[Mailman-Developers] GSOC 2013 project discussion

Terri Oda terri at zone12.com
Wed Apr 17 20:28:41 CEST 2013


I'm glad you're somewhat aware of the issues.  I frequently encounter 
folk who aren't aware of the issues in machine learning, so your "don't 
lose hope" email set off all kinds of warning bells in my head.

Going back to GSoC-specific stuff:

- Enron is a very old data set
- If you're going to use it, you need to be prepared to defend that 
choice.  I'm not sure it's a choice that can be defended at all, knowing 
the field.  It's probably not only an old data set, but a completely 
counter-productive one given the space in which Mailman operates.

So here's some things to think about:

(1) I want some justification of how this is going to be relevant to the 
problem you're trying to solve, which is "helping classify spam emails 
sent to a mailing list that the MTA was unable to classify"

(2) Many existing classifiers that run at the MTA level have already 
used the enron data set, so chances are any features you learn will 
either already have been incorporated.  I have severe concerns that any 
new features you learn will result in over-fitting.  How can you believe 
that yet another classifier trained on the same data will be worth the 
processing overhead and resulting delays in mail delivery when it seems 
likely that any improvement will be incremental at best?

(3) Enron is not going to help you make use of any list-specific 
features.  How can you use this data set to produce something that is 
useful to Mailman, going beyond what any MTA-level spam filter can do?  
(Note that we've been telling people to do spam filtering at the MTA 
level for years and years and years; justifying this is not going to be 
an easy task)

(4) If you're going to do cross-validation with other data to make 
claims that the final classifier will be relevant to list data, how is 
that data going to be obtained, processed, and used?

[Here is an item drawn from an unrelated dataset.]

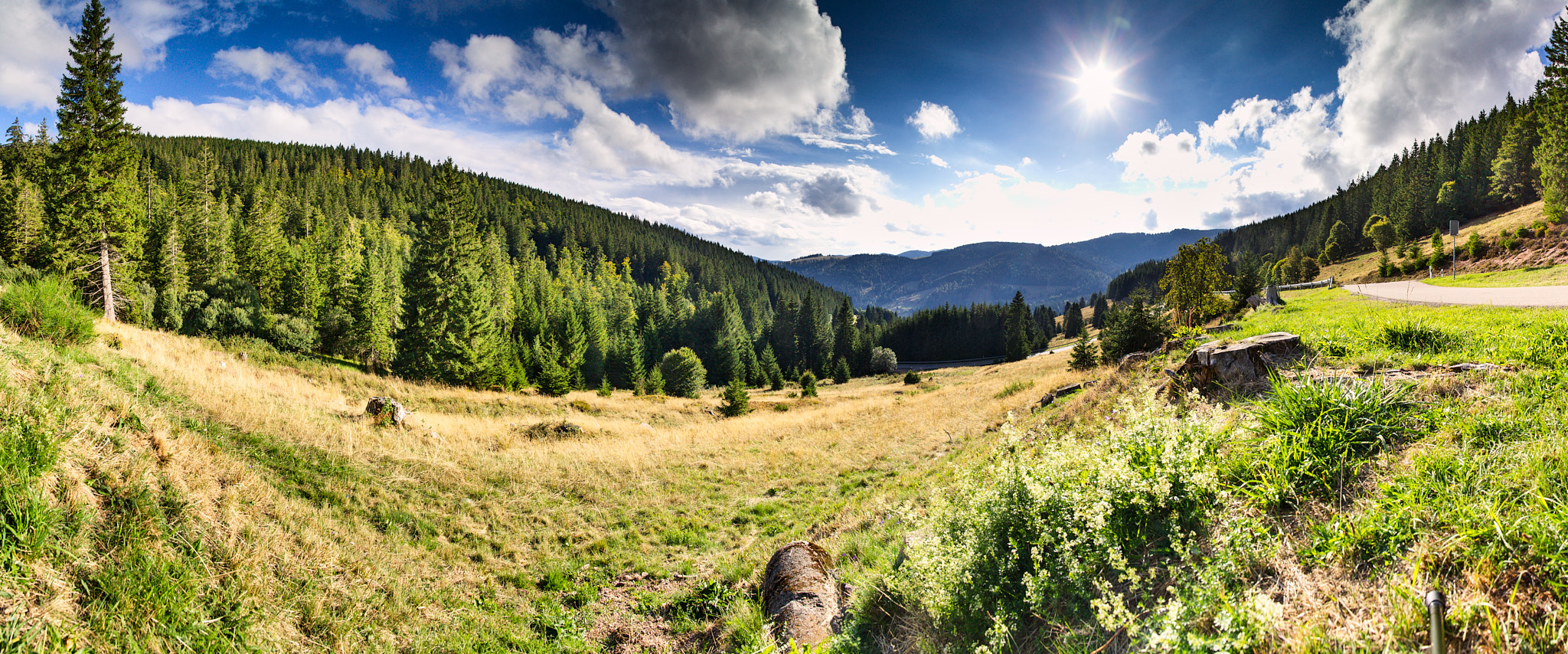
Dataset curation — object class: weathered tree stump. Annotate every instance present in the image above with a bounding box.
[762,541,844,645]
[365,397,407,427]
[1174,331,1302,394]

(5) Unless you've got a plan for making extensive use of the fact that 
you're classifying mailing list data and not general email, you're 
pretty much wasting our time since we are only interested in projects 
relevant to Mailman.

To be completely honest, I'm still seeing "student project for data 
mining class" level thinking here, and that's not going to be good 
enough for us.  Especially considering that you didn't even know about 
the most common data sets for this problem, I'm concerned that you 
haven't yet reached the skill and experience necessary for us to 
seriously consider a classifier as even a small part of a GSoC project.  
We have to give priority to students who we are convinced can finish 
their projects, and it seems like there's too many chances of you 
getting stuck on finding data and using it correctly on a problem that 
is actually meaningful to Mailman and not just a general classification 
task.

  Terri


On 13-04-17 10:51 AM, Avik Pal wrote:
>   ya I get your point, but see these are part of any machine learning 
> project, and feature extraction has to be done considering the 
> synthetic data set.
>
>
> On 17 April 2013 22:05, Terri Oda <terri at zone12.com 
> <mailto:terri at zone12.com>> wrote:
>
>
>
>     Finding sources of spam (like that one) isn't that hard; it's
>     finding sources of legit email combined with spam and classified
>     and processed in the same way that's challenging.  As I said, you
>     can combine a spam source like this with a publicly available
>     mailing list to make a synthetic set, but scientifically speaking,
>     those aren't really preferred ways to handle data because they
>     come from multiple sources.
>
>
>     well in this regard the only thing I can do is keep looking, I am 
> also aware that coming from different sources can make them skewed but 
> again these things are never perfect and there are always scope for 
> betterment, I think that our aim should be to implement a rudimentary 
> classifier with fairly good performance to start with.